Forisk’s research tracks the intensity and variance in silvicultural activities across four physiographic regions in the U.S. South (Figure) to help participating forest owners and managers improve forest management decisions and benchmark performance. Survey participants include (1) TIMOs/Investment managers; (2) forest industry/REITs; (3) independent owners; and (4) forestry consultants. Most firms own and manage 10,000 timberland acres or more in the U.S. South, though a portion reported by consultants includes non-industrial private forest owners.
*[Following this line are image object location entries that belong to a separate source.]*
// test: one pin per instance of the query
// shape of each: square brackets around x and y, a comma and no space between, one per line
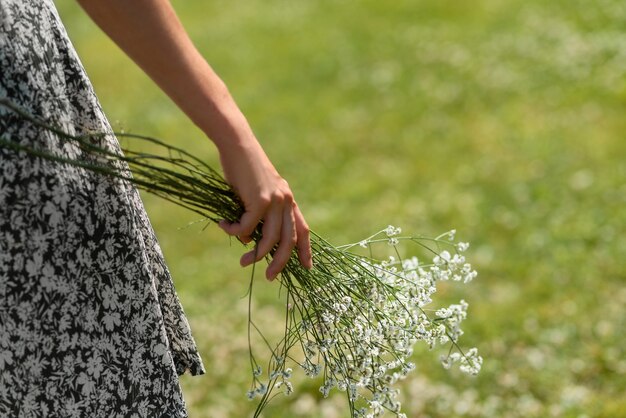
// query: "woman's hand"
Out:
[162,48]
[266,197]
The current surveys address 9 major topics:
Site preparation and regeneration
Harvesting: thinning and final harvests
Property management, operational and tax costs (started in 2016)
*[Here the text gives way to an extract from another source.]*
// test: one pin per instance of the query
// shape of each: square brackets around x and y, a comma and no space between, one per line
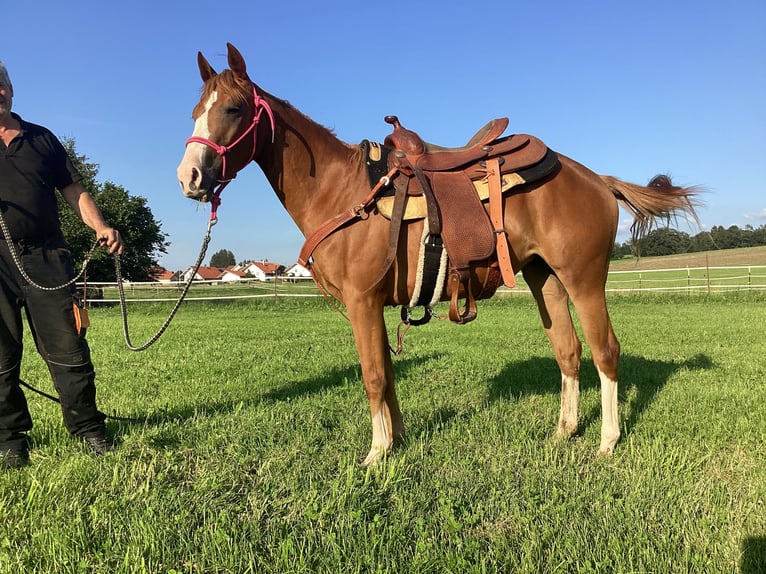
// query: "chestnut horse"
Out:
[561,231]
Inventory management (started in 2016)
Other forest-related products and services
Figure: Physiographic Regions for Forisk’s Southern Silviculture Survey
One example of the trends covered in this research speaks to changes in regional trees per acre (TPA) planted, which have decreased over time from over 590 to under 570, as well as shifts in the types and percentages of acres planted in first generation, second generation, and controlled mass pollinated seedlings. Over the ten-year period, “other” seedling species accounted for less than 5% of the total planted area reported.
This research also reveals how long-term forest management is not immune to short-term economic activity. For example, the average age of clearcuts increased 4 years since 2012, from 29 years to 33, which counters one objective of intensive forest management (to grow more wood in less time). However, this variance from expectation is associated with deferred harvesting by timberland owners during and after the Great Recession. Also, our research finds that while actual average age at final harvest increased, the expected or managed age of trees planted has been stable. Specifically, timberland owners and managers expect to harvest the trees planted today at around 25 years of age, though this varies, as do the costs and specific activities, across physiographic regions.
Overall, trends in forest management practices across owner and manager types indicate that timberlands remain an attractive investment as real dollars still flow to managing and sustaining forests. The results also speak to the nuance across physiographic regions in the U.S. South with respect to practices, performance, and costs. As with timber markets, forest management reflects local conditions.